The Indian economy is feeling the chill because of the slowdown and significant downside risks are looming from all quarters. Economic activity has been losing momentum for over five quarters with questions on whether the current economic headwinds have bottomed out or are here to stay for longer.

To jumpstart the economy, the government has announced a slew of reforms in the past three months. Nonetheless, uncertainty lingers as there are reservations about whether these are enough to prevent the economy from freezing, especially as global downside risks weigh on the domestic outlook.

For the first time in seven years, India’s GDP grew below 5 percent year-over-year, with three of the four growth engines—private consumption, private investment, and exports—slowing down significantly.On the industry side, several core sectors including auto, real estate, and manufacturing are in deep waters because of low demand resulting in a downward spiral of weakening corporate profits, waning business sentiments, and declining investments.
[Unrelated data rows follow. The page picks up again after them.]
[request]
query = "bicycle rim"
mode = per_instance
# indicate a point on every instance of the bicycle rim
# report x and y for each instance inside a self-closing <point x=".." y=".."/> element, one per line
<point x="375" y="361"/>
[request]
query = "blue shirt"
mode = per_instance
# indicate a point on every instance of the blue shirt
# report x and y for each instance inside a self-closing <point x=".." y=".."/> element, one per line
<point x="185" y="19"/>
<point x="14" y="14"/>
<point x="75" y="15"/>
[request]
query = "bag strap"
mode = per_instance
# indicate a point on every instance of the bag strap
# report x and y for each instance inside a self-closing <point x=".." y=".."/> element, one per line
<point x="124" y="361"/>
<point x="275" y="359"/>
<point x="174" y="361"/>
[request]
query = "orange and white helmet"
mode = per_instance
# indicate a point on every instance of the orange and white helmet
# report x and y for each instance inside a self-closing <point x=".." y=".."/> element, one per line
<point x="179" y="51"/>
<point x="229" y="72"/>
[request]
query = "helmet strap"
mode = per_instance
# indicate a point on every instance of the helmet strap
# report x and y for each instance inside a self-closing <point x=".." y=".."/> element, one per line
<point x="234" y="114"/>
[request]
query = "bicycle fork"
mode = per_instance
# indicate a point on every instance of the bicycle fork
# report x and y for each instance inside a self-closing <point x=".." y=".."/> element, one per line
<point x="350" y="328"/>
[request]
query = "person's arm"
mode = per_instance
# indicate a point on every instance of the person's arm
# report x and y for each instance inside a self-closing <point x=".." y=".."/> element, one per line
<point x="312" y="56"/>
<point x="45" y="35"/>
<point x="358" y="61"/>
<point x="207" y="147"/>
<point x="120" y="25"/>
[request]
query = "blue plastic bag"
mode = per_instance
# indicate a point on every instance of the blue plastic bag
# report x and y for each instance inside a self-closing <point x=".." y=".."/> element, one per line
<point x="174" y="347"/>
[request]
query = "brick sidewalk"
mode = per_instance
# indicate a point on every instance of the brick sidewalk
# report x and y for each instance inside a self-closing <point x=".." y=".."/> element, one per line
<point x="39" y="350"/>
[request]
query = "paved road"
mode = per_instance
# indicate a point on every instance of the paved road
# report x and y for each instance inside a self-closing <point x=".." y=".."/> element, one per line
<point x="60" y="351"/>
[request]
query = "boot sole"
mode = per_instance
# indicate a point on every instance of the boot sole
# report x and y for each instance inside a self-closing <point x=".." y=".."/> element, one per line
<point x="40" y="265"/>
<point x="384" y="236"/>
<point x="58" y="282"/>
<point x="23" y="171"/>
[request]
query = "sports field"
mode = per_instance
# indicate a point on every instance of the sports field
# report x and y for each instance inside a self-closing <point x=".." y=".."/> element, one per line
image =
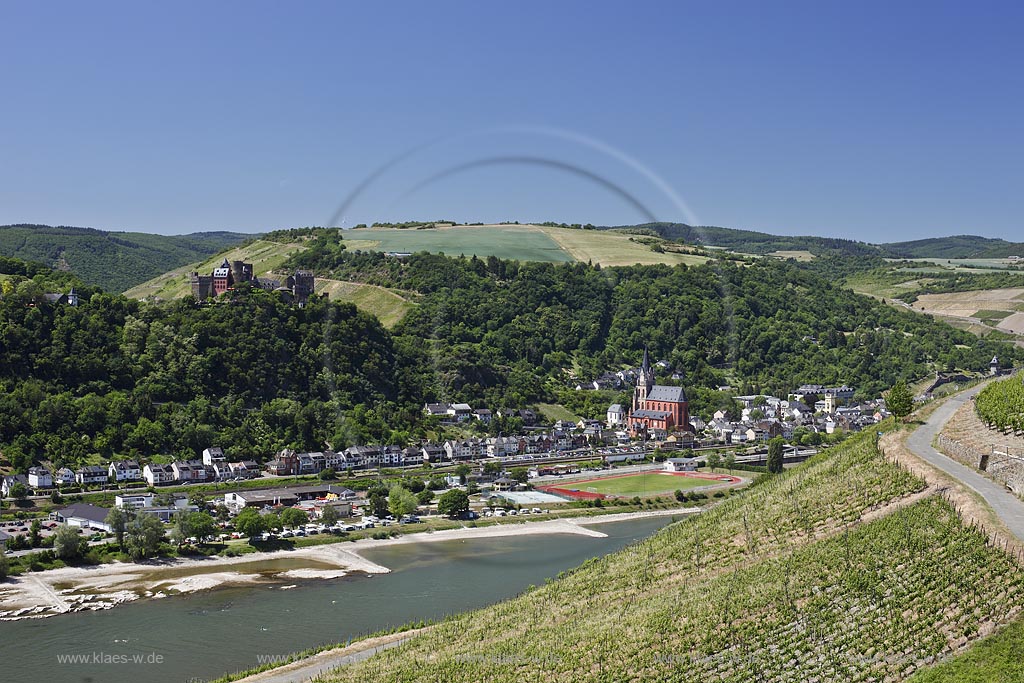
<point x="645" y="483"/>
<point x="523" y="243"/>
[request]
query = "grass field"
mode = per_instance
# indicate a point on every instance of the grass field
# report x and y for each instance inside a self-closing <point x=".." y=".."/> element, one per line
<point x="609" y="248"/>
<point x="265" y="257"/>
<point x="796" y="255"/>
<point x="555" y="412"/>
<point x="647" y="483"/>
<point x="524" y="243"/>
<point x="387" y="305"/>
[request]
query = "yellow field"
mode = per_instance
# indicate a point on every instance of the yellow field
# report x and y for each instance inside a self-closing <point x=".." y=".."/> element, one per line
<point x="1003" y="309"/>
<point x="387" y="305"/>
<point x="265" y="256"/>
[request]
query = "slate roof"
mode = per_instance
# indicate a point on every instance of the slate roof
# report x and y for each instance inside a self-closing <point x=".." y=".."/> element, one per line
<point x="667" y="393"/>
<point x="654" y="415"/>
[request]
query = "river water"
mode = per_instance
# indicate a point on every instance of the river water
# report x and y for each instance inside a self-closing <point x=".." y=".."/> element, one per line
<point x="194" y="638"/>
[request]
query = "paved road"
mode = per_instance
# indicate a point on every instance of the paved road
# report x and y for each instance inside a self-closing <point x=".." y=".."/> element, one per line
<point x="317" y="666"/>
<point x="1007" y="506"/>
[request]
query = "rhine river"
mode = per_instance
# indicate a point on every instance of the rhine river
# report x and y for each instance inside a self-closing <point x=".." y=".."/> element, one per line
<point x="199" y="637"/>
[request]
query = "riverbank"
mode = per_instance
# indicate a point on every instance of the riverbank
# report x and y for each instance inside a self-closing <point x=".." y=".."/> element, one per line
<point x="66" y="590"/>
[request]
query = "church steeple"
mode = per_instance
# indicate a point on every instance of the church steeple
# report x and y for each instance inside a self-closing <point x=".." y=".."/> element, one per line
<point x="644" y="382"/>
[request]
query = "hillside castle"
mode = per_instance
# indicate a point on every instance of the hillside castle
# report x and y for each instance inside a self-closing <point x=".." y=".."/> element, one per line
<point x="229" y="273"/>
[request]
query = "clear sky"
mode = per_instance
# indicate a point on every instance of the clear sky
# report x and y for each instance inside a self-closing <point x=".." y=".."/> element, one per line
<point x="878" y="121"/>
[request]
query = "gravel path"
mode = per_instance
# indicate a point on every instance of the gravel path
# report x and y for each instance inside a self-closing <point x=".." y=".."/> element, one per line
<point x="1008" y="507"/>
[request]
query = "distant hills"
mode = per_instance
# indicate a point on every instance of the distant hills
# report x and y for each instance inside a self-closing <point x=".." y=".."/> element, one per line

India continues to face global headwinds owing to policy uncertainties, falling growth and trade volumes, and technological changes across the world.
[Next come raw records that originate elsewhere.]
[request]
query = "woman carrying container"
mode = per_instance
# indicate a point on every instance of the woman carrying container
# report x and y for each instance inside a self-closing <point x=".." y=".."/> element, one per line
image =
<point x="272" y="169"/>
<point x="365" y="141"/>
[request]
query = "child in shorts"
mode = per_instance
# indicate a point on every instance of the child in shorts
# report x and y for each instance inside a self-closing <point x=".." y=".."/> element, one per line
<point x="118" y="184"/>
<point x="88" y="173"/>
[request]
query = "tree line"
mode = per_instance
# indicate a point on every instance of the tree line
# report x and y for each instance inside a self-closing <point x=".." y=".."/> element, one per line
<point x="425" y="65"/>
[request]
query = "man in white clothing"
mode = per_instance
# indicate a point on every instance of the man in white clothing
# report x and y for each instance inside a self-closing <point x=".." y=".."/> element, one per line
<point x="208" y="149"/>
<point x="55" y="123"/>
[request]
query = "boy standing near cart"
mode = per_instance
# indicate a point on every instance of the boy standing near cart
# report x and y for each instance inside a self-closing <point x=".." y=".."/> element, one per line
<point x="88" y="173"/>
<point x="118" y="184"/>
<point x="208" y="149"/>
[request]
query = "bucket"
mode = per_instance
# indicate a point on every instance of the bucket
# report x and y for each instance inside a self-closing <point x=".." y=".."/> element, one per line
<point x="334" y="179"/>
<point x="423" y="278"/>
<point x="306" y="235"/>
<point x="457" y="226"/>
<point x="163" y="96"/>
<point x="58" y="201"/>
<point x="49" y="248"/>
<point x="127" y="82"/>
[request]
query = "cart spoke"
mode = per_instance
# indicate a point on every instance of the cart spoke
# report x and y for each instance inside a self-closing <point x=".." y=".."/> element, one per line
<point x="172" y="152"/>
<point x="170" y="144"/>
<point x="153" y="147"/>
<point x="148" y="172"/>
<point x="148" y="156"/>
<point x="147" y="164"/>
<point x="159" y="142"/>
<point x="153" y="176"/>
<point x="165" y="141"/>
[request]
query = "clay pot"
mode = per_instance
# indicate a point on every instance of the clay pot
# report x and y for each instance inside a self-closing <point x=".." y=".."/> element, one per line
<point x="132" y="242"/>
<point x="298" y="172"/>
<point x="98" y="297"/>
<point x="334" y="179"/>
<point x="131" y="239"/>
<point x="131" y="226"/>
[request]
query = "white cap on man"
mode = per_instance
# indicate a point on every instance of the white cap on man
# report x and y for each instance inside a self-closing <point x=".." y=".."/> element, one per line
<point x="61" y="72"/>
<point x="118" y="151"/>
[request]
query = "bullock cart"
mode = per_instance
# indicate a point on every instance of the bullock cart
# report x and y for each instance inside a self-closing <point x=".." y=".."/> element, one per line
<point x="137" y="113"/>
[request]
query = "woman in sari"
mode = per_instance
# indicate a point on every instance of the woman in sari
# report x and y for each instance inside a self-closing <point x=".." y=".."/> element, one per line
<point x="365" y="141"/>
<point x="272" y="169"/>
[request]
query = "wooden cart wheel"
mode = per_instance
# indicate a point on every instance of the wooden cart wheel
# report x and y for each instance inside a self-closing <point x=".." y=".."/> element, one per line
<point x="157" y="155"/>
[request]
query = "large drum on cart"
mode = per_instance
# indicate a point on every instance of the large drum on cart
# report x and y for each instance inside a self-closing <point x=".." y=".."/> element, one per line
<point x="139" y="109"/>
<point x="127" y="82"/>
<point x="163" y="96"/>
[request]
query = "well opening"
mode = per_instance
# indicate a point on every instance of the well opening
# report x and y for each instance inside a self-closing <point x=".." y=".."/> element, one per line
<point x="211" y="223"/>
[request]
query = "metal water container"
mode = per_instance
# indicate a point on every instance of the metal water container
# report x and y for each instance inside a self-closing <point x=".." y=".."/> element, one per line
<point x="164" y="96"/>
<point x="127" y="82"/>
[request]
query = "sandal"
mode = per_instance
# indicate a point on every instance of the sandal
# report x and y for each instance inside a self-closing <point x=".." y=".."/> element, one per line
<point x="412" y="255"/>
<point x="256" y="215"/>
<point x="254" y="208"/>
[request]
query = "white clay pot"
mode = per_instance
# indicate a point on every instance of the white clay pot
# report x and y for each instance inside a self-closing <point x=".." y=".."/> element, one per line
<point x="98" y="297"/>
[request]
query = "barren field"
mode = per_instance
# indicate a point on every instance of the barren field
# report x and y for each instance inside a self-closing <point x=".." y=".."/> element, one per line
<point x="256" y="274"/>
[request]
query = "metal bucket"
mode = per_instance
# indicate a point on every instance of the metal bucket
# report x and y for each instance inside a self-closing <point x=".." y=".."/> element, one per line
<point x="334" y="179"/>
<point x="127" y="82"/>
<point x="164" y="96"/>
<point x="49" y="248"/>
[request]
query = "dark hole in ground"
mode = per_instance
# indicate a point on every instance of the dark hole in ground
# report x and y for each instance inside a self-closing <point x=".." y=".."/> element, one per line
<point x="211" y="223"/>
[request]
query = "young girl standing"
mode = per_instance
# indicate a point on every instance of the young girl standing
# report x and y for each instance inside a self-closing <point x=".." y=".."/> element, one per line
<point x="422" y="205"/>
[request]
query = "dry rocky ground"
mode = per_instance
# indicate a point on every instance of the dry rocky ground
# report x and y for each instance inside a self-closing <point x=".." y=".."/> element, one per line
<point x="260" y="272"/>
Leading economic indicators point to gradual growth in the current quarter as well. With credit growth and rural income remaining weak, private consumption spending is unlikely to see a pick up soon. Besides, high food inflation is weighing on the pockets of consumers.

On the investment side, excess capacity, falling order books, and highly leveraged corporate balance sheets will likely keep business confidence low and result in further postponement of investment decisions.Consequently, RBI has slashed growth expectations in FY20 to 5 percent, while most global agencies expect the GDP growth range within 4.5 percent- 5.5 percent.

A few of the economic fundamentals are weighing on the economic outlook as well. The fiscal deficit for the period April-October 2019 has crossed this fiscal year’s target indicating further stress on fiscal concerns for the government. With growth slowing and government revenues likely to be low because of reduced corporate tax rates, there are concerns over fiscal slippage this year.